After high school, Mason went to Bennington College in Vermont, where she found the art education less than satisfying. During the summer of 1952, though, she had a formative experience at the Haystack Mountain School of Crafts in Maine, when she heard the textile designer Jack Lenor Larsen lecture on his theory of “analogous color.” As she later recounted to the writer David Ebony, Larsen “hung skeins of brightly colored wool over long dowels suspended between chairs. The colors spanned the spectrum of primary, secondary, and tertiary colors. He explained analogous color theory as color modified not by black and white but by other close colors of the spectrum. For instance, one could have a yellow and warm it up with red or orange, or cool it down with blue and green.
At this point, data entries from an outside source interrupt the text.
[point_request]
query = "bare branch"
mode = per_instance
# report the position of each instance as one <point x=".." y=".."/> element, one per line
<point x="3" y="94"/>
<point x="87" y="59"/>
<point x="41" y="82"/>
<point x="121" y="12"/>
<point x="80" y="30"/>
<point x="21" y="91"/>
This experience has helped me throughout my painting career. It also enabled me to continuously discover how colors affect each other: a visual magic.”
Asked about it today, Mason de-emphasizes the power that any conceptual scheme could have over her work process: “Yes, analogous color is real, but I don’t think like that, in terms of systems—I just do. I try to get a conversation going between the colors. John Cage talked about getting the mind out of the way, of letting intuition work instead of preconceived ideas. If I can get rid of those ideas….”
Helping her get rid of them is the paint itself. When asked how her current work differs from her earlier work, she answers simply, “There’s real continuity, not departure. A new tube of paint—that’s a departure for me, something to get excited about. My work is really about color relations taking me to a place I haven’t yet been. It’s like opening doors.”